Added to that, encryption usually has a little bit of padding (e.g. "to the nearest 8 bytes, rounded up" - in AES, that's 16 bytes). Oh, and on top of that you're got the issue of converting between text and binary. Encryption algorithms usually work in binary, but URLs are in text. Even if you assume ASCII, you could end up with an encrypted binary value which isn't ASCII. The simplest way of representing arbitrary binary data in text is to use base64. There are other alternatives which would be highly fiddly, but the general "convert text to binary, encrypt, convert binary to text" pattern is the simplest one.
Simple answer is no.
Any symmetric encryption algorithm ( AES included ) will produce an output of at minimum the same but often slightly larger. As Jon Skeet points out, usually because of padding or alignment.
Of course you could compress your string using zlib and encrypt but you'd need to decompress after decrypting.
Disclaimer - compressing the string with zlib will not guarantee it comes out smaller though
If we are talking about symetric encription to obtain the original encrypted string from a cyphered one it is not possible. I think that unless you use hashes (SHA1, SHA256...) you will never obtain a cyphered string smaller than the original text. The problem with hashes is that they are not the solution for retrieving the original string because they are one way encryption algorithms.
When using AES, the output data will be rounded up to have a specific length (e.g a length divisible trough 16).
If you want to transfer secret data to another website, a HTTP post may do better than embedding the data into the URL.
What matters is not really the cipher that you use, but the encryption mode that you use. For example the CTR mode has no length expansion, but every encryption needs a new distinct starting point for the counter. Other modes like OFB, CFB (or CBC with ciphertext stealing) also don't need to be padded to a multiple of the block length of the cipher, but they need an IV. It is unclear from your question if there is some information available from which an IV could be derived pseudorandomly an if any of these modes would be appropriate. It is also unclear if you need authentication, or if you need semantic security> i.e. is it a problem if you encrypt the same string twice and you get the same ciphertext twice?
Also just another thing to clarify:
Not only is it true that symmetric encryption algorithms produce an output that is at least as large as the input, the same is true of asymmetric encryption.
"Asymmetric encryption" and "cryptographic hashes" are two different things.
Asymmetric encryption (e.g. RSA) means that given the output (i.e. the ciphertext), you can get the input (i.e. the plaintext) back if you have the right key, it's just that decrypting requires a different key than the key used for encrypting.
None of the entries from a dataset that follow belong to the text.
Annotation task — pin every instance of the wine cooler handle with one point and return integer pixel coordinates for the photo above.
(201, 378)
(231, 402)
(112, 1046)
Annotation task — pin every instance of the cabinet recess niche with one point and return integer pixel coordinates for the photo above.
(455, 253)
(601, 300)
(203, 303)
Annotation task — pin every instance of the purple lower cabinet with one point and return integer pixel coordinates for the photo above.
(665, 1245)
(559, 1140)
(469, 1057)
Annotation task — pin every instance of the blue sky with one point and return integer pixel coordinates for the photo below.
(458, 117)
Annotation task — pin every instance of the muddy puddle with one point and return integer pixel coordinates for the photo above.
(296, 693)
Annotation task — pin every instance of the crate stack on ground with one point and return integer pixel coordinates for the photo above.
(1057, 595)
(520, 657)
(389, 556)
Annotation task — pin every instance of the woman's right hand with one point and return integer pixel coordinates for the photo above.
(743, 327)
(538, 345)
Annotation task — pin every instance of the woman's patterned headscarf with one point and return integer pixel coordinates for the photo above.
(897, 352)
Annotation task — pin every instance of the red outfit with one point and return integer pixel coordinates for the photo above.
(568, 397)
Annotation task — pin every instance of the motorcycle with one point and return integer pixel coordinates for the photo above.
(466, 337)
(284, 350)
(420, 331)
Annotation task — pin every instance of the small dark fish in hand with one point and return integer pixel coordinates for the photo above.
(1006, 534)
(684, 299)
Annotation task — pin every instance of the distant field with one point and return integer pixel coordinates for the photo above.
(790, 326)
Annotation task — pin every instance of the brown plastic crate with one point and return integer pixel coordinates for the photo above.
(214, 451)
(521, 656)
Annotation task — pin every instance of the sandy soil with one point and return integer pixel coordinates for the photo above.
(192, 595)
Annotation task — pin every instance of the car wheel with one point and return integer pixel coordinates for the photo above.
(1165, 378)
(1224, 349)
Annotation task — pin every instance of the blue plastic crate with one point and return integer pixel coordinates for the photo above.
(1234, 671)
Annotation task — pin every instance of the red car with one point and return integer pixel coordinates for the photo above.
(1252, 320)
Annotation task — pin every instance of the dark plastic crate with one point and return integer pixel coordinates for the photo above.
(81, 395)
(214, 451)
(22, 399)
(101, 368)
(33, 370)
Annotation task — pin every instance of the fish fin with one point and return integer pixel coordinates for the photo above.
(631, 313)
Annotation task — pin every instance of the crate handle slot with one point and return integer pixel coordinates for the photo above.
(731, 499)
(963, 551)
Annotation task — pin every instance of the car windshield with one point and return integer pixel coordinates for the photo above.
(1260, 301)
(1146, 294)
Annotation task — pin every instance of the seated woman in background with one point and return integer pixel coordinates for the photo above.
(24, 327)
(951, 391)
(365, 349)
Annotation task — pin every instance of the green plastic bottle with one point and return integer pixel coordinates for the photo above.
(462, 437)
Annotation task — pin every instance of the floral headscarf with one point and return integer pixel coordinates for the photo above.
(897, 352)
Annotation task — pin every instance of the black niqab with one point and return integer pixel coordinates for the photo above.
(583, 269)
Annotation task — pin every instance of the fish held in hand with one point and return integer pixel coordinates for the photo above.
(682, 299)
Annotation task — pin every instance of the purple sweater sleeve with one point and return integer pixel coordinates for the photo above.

For asymmetric encryption, the same "pigeonhole principle" argument applies.
Cryptographic hashes (e.g. SHA-1) mean that given the output (i.e. the hash) you can't get the input back, and you can't even find a different input that hashes to the same value (assuming the hash is secure). For cryptographic hashes, the hash can be shorter than the input. (In fact the hash is the same size regardless of the length of the input.
And also one more thing: In any secure encryption system the ciphertext will be longer than the plaintext. This is because there are multiple possible ciphertexts that any given plaintext could encrypt to (e.g. using different IVs.) If this were not the case then the cipher would leak information because if two identical plaintexts were encrypted, they would encrypt to identical ciphertexts, and an adversary would then know that the plaintexts were the same.